Two members of a small Florida police force have been accused of being members of the Klu Klux Klan, leading to the firing of one officer and resignation of a deputy chief.

An investigative report linked Fruitland Park officers George Hunnewell and deputy chief David Borst with the hate society, the Associated Press reported. Hunnewell was fired and Borst resigned from the 13-member department, although he denies ties with the KKK. Officer James Elkins resigned from the same department in 2010 after his Klan ties were brought into the public eye. Many local residents are shocked this type of hate is still occurring in their community.

"Maybe I'm ignorant, but I didn't realize that they still met and organized and did that kind of thing," Michele Lange, a church volunteer, told the Associated Press.
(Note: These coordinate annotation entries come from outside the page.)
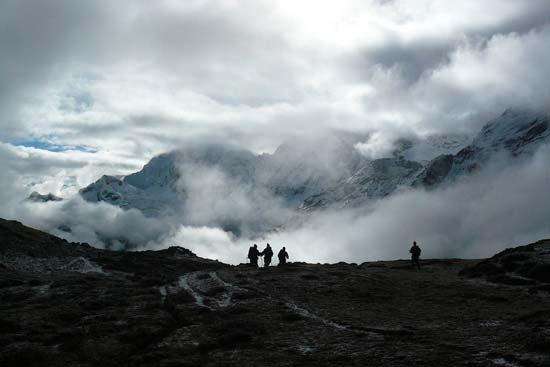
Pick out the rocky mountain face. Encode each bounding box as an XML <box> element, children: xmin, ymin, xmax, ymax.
<box><xmin>415</xmin><ymin>110</ymin><xmax>550</xmax><ymax>187</ymax></box>
<box><xmin>80</xmin><ymin>110</ymin><xmax>550</xmax><ymax>220</ymax></box>
<box><xmin>0</xmin><ymin>220</ymin><xmax>550</xmax><ymax>367</ymax></box>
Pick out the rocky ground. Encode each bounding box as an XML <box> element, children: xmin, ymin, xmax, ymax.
<box><xmin>0</xmin><ymin>220</ymin><xmax>550</xmax><ymax>367</ymax></box>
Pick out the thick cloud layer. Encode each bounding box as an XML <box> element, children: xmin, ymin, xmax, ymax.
<box><xmin>0</xmin><ymin>0</ymin><xmax>550</xmax><ymax>261</ymax></box>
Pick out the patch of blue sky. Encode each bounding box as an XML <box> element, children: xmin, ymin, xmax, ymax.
<box><xmin>6</xmin><ymin>138</ymin><xmax>97</xmax><ymax>153</ymax></box>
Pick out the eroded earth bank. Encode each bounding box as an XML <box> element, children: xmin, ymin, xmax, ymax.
<box><xmin>0</xmin><ymin>220</ymin><xmax>550</xmax><ymax>367</ymax></box>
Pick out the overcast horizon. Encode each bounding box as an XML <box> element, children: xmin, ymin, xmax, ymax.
<box><xmin>0</xmin><ymin>0</ymin><xmax>550</xmax><ymax>261</ymax></box>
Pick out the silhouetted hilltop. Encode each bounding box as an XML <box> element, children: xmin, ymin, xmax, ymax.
<box><xmin>0</xmin><ymin>219</ymin><xmax>550</xmax><ymax>367</ymax></box>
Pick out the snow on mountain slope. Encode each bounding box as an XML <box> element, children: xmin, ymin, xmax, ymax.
<box><xmin>80</xmin><ymin>175</ymin><xmax>178</xmax><ymax>216</ymax></box>
<box><xmin>300</xmin><ymin>158</ymin><xmax>423</xmax><ymax>210</ymax></box>
<box><xmin>414</xmin><ymin>110</ymin><xmax>550</xmax><ymax>187</ymax></box>
<box><xmin>81</xmin><ymin>110</ymin><xmax>550</xmax><ymax>221</ymax></box>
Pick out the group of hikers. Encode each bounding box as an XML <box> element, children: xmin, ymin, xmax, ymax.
<box><xmin>248</xmin><ymin>243</ymin><xmax>288</xmax><ymax>268</ymax></box>
<box><xmin>248</xmin><ymin>241</ymin><xmax>422</xmax><ymax>269</ymax></box>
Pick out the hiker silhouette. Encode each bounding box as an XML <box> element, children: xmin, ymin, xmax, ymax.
<box><xmin>277</xmin><ymin>247</ymin><xmax>288</xmax><ymax>266</ymax></box>
<box><xmin>409</xmin><ymin>241</ymin><xmax>422</xmax><ymax>269</ymax></box>
<box><xmin>248</xmin><ymin>244</ymin><xmax>260</xmax><ymax>267</ymax></box>
<box><xmin>260</xmin><ymin>243</ymin><xmax>273</xmax><ymax>268</ymax></box>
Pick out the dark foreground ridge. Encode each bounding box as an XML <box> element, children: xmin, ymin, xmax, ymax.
<box><xmin>0</xmin><ymin>220</ymin><xmax>550</xmax><ymax>367</ymax></box>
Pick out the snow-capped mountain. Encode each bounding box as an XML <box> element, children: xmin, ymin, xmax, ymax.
<box><xmin>80</xmin><ymin>110</ymin><xmax>550</xmax><ymax>227</ymax></box>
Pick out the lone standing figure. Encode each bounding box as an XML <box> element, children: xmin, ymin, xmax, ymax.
<box><xmin>409</xmin><ymin>241</ymin><xmax>422</xmax><ymax>270</ymax></box>
<box><xmin>277</xmin><ymin>247</ymin><xmax>288</xmax><ymax>266</ymax></box>
<box><xmin>248</xmin><ymin>244</ymin><xmax>260</xmax><ymax>267</ymax></box>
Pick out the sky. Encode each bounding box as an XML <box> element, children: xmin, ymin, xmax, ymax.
<box><xmin>0</xmin><ymin>0</ymin><xmax>550</xmax><ymax>264</ymax></box>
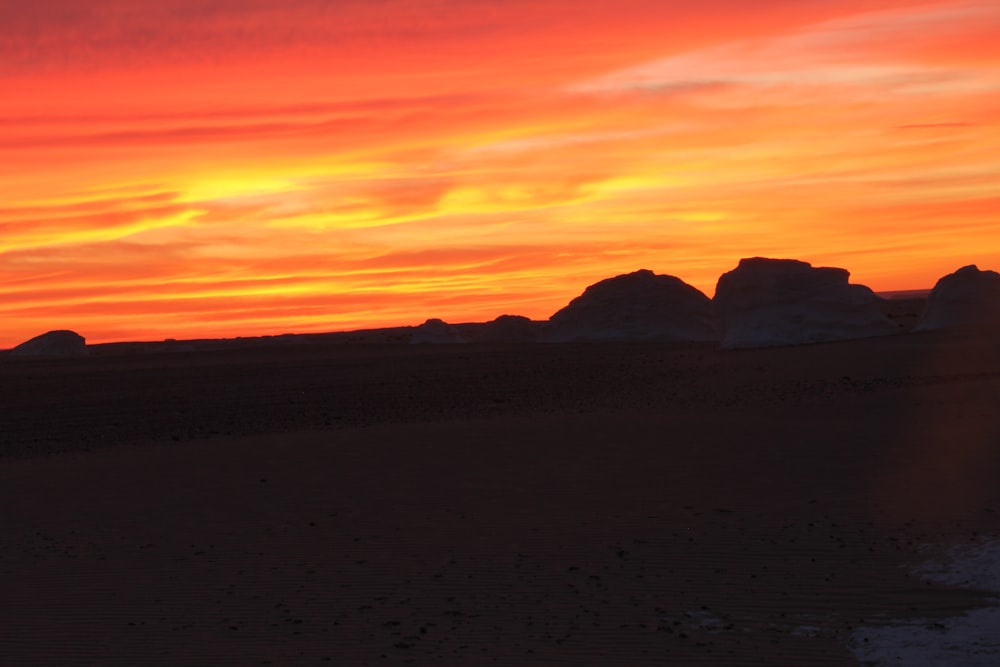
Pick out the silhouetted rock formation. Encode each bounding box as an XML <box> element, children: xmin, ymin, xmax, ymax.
<box><xmin>714</xmin><ymin>257</ymin><xmax>899</xmax><ymax>348</ymax></box>
<box><xmin>10</xmin><ymin>330</ymin><xmax>87</xmax><ymax>357</ymax></box>
<box><xmin>410</xmin><ymin>318</ymin><xmax>465</xmax><ymax>344</ymax></box>
<box><xmin>478</xmin><ymin>315</ymin><xmax>538</xmax><ymax>343</ymax></box>
<box><xmin>542</xmin><ymin>269</ymin><xmax>719</xmax><ymax>342</ymax></box>
<box><xmin>914</xmin><ymin>264</ymin><xmax>1000</xmax><ymax>331</ymax></box>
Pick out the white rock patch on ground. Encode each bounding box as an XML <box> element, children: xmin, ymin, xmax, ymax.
<box><xmin>851</xmin><ymin>541</ymin><xmax>1000</xmax><ymax>667</ymax></box>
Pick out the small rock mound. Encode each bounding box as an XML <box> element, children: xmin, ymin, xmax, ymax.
<box><xmin>542</xmin><ymin>269</ymin><xmax>719</xmax><ymax>342</ymax></box>
<box><xmin>10</xmin><ymin>330</ymin><xmax>88</xmax><ymax>357</ymax></box>
<box><xmin>714</xmin><ymin>257</ymin><xmax>899</xmax><ymax>349</ymax></box>
<box><xmin>479</xmin><ymin>315</ymin><xmax>538</xmax><ymax>343</ymax></box>
<box><xmin>410</xmin><ymin>318</ymin><xmax>465</xmax><ymax>345</ymax></box>
<box><xmin>914</xmin><ymin>264</ymin><xmax>1000</xmax><ymax>331</ymax></box>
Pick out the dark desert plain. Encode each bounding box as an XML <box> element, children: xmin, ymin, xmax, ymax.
<box><xmin>0</xmin><ymin>310</ymin><xmax>1000</xmax><ymax>665</ymax></box>
<box><xmin>0</xmin><ymin>0</ymin><xmax>1000</xmax><ymax>667</ymax></box>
Violence against blacks was once prevalent in the rural region, which is about 50 miles northwest of Orlando. The community of less than 5,000 residents is now only about 10 percent black. The Klan was at its peak in the 1920s when it had a membership of about four million people (including U.S. senators), bit that number has since dropped to around 5,000 members across the nation.

"It's exceedingly unusual these days to find a police officer who is secretly a Klansman," Mark Potok, a senior fellow at the Southern Poverty Law Center, told the Associated Press.

Mayor Chris Bell said he had heard about a Klan rally two years before his arrival in the 1970s, but had never actually witnessed this type of activity. Despite this, Fruitland Park has been suspicious of alleged KKK ties within the police department since 2010. Last week the Florida Department of Law Enforcement sent the police chief a report linking the two officers to the Klan using FBI information.

Ann Hunnewell, the ex-wife of George Hunnewell, claimed former Police Chief J.M. Isom asked the then couple to join the KKK back in 2008. Current Police Chief Terry Isaacs said he took a sworn oath from Isom stating there was no truth to this claim.

Local racism that took place in the 1940s and 1950s were recounted in the 2012 book "Devil in the Grove." The book talks about Lake County Sheriff Willis McCall, who shot two black men that were part of a group known as the "Groveland Four." These men had been charged with raping a white woman.

"Things have improved, of course," Sannye Jones, a local NAACP official who moved to Lake County in the 1960s, told the Associated Press. "But racism still exists, just not in the same way. People are not as open and not as blatant."